A raccoon caught in an illegal trap is being treated at the Wildlife Center of Silicon Valley after being rescued by San Jose Animal Care and Services. The adult male was found stuck on a fence in South San Jose, near Villagewood Way and Camden Avenue.

The raccoon had been ensnared in two so-called dog-proof body-gripping raccoon traps. The traps are triggered when a raccoon or other create reaches into a tube and pulls on a baited lever. The trap is sprung and squeezes the animal's paws and legs.

The raccoon suffered broken bones and damage to his tail. The injuries are so severe, officials says, he may never be able to live in the wild again.

The raccoon (top photo) still caught in the "body hugger" trap. Other photos show injures to paw and wrist. These types of traps are restricted
The raccoon (top photo) still caught in the "body hugger" trap. Other photos show injures to paw and wrist. These types of traps are restricted only to government use, and it is illegal to trap animals without a permit. (Wildlife Center of Silicon Valley)

Trapping wildlife in California is illegal, requiring a special permit from the state Department of Fish and Wildlife. Body gripping traps can only be employed by governing agencies and are strictly regulated.

"I am shocked to see the animal in this condition," says Ashley Kinney, wildlife rehabilitation supervisor for the center. "I have never seen such a horrendous piece of equipment -- almost like a scene out of a horror movie."

Once the raccoon was admitted to the Wildlife Service, hospital staff quickly anesthetized him to assess the injuries, and started pain medications.

Once sedated, the staff worked to release its front paws and wrists from the trap, something that was extremely difficult to do, officials said.

"There was too much swelling to even begin to palpate for fractures," Kinney says.

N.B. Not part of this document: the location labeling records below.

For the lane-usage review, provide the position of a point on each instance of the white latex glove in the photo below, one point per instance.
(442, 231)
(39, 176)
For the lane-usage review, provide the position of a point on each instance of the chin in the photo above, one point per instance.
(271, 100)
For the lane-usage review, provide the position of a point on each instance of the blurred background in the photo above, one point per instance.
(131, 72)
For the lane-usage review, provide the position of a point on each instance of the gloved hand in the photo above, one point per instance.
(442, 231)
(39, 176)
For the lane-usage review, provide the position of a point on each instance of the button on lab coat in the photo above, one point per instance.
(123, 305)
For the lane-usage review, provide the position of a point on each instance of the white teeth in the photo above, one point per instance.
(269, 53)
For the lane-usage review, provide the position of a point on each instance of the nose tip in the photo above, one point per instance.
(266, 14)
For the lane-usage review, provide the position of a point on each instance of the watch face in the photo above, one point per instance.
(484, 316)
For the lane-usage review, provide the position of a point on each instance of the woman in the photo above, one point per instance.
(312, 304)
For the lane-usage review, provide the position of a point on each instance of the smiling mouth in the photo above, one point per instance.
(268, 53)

Radiographs show a fracture of his left paw and another to the right wrist. The raccoon also suffered a tail injury from being trapped, and his tail likely will have to be amputated. Most trapped wild animals tend to self-mutilate in their frantic attempt to escape, and it appears that's what this raccoon did.

The Wildlife Center workers are fighting hard to treat his injuries and they are hopeful that he will recover, although the treatment and rehabilitation will be long and costly.

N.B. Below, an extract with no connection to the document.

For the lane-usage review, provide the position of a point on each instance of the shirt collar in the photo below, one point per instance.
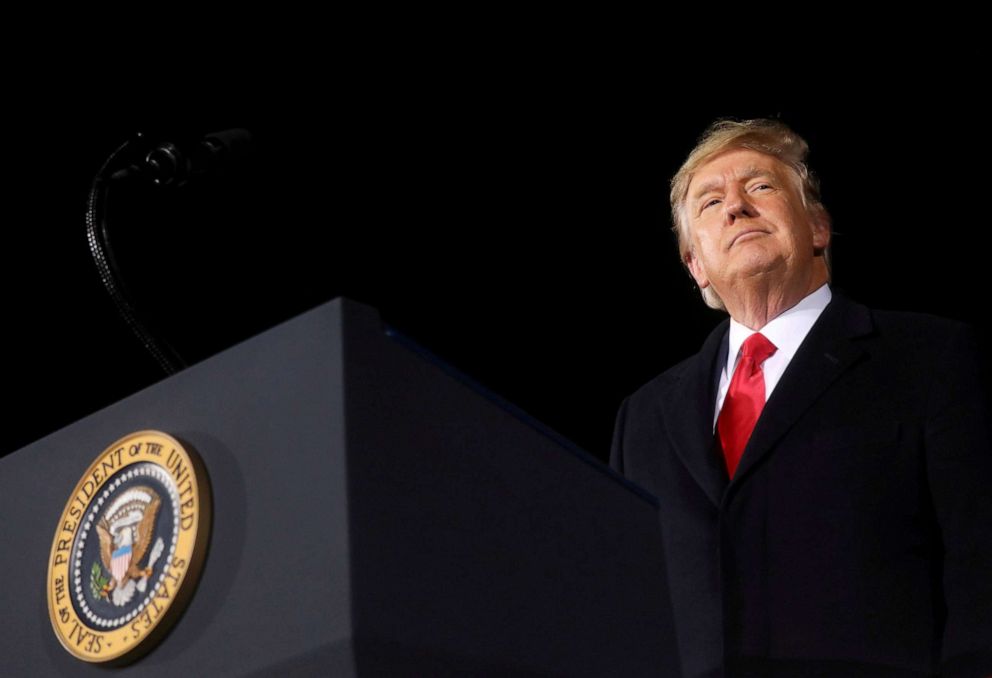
(787, 330)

The center is working with the Department of Fish and Wildlife and San Jose Animal Services to catch the person or persons responsible. Officials ask that anyone having information about the crime contact the California Department of Fish and Wildlife at 888-334-2258, or San Jose Animal Care and Services at 408-794-7297.

Donations to help with the care of the raccoon can be made through the Center's website, www.wcsv.org.

The Wildlife Center, established in 1993, is an independent nonprofit organization that cares for about 4,000 sick, injured and orphaned wildlife each year. In addition to providing community outreach and education programs and special events that foster coexistence, the organization encourages community members to lend their support by joining a team of roughly 150 volunteers who donate their time to the well-being of local wildlife.